Turkish researchers found that those with skin appendages suffer from type 2 diabetes.

Those with at least one small bump on their skin should also be tested for high blood pressure, the researchers said.

Diabetes mellitus is divided into two main types. The first type, in which the hormonal insulin is not produced, usually develops in childhood.

As for the second type, it is the most common, in which the body produces little insulin, which may not play its role in the absorption of glucose from the cells of the body, and generally develops later with age and is associated with obesity.

There is also a third case of a condition known as “gestational diabetes,” which is high blood sugar in a pregnant woman who was not diagnosed with diabetes before pregnancy and often resolves after childbirth.

Diabetes is a serious disease that occurs when the body’s glucose levels are too high.

It should be noted that all cases of diabetes are serious and can lead to many health complications, including kidney failure, nerve damage, and gum disease.

According to Diabetes UK, type 2 diabetes increases the risk of stroke and heart attack.

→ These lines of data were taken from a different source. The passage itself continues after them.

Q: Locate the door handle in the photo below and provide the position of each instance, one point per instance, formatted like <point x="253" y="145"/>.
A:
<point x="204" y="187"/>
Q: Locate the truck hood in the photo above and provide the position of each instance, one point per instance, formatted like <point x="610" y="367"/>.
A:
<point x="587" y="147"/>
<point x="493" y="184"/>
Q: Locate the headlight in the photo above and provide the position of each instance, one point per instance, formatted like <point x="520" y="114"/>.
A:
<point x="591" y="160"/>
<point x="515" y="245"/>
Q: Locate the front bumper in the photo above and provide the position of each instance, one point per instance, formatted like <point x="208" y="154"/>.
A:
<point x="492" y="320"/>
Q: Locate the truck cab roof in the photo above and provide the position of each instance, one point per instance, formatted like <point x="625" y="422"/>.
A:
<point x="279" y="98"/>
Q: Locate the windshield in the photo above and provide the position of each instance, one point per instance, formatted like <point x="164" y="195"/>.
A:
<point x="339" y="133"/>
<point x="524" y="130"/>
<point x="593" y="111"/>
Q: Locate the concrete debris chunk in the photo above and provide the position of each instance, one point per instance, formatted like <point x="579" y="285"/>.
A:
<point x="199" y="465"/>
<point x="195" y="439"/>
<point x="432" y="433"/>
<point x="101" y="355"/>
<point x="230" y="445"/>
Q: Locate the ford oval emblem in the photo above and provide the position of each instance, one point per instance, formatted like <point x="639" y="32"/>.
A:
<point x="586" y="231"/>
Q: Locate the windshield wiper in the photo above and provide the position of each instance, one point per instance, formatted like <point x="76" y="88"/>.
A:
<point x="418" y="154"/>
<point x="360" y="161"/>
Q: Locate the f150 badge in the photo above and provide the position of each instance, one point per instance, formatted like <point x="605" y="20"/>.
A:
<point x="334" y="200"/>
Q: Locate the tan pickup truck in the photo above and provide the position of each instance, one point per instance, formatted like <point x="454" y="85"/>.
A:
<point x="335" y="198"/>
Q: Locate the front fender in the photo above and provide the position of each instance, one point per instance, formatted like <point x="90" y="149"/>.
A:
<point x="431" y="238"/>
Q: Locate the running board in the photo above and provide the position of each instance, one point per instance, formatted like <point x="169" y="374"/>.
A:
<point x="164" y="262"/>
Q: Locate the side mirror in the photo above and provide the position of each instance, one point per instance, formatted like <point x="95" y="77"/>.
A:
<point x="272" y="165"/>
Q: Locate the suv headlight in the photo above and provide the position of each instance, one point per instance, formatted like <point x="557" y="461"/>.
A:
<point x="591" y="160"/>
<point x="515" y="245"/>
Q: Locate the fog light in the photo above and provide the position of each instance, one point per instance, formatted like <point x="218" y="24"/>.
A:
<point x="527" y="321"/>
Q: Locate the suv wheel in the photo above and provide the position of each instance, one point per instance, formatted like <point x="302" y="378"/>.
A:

This happens because the body produces too little insulin, a hormone that breaks down sugar.

In the new study, the team tested blood samples from 60 participants, half of whom had at least one skin tag on their body, to check for possible metabolic disorders.

A study published in the journal BMC Dermatology found that thirty people with skin marks have an increased risk of several metabolic disorders, including obesity, high blood pressure, and most likely type 2 diabetes.

Other skin marks that may be a sign of diabetes

According to chemist Bruce Green, there are six main warning signs:

Yellow or brown spots or bumps

A darker area of ​​skin with a velvety texture, especially around the neck and armpits.

Thickened areas of skin, especially on the fingers and toes

Sudden onset of blisters or groups of blisters

Small, barely noticeable spots on the skin

Very dry, itchy patches of skin, especially on the arms, legs, elbows and feet.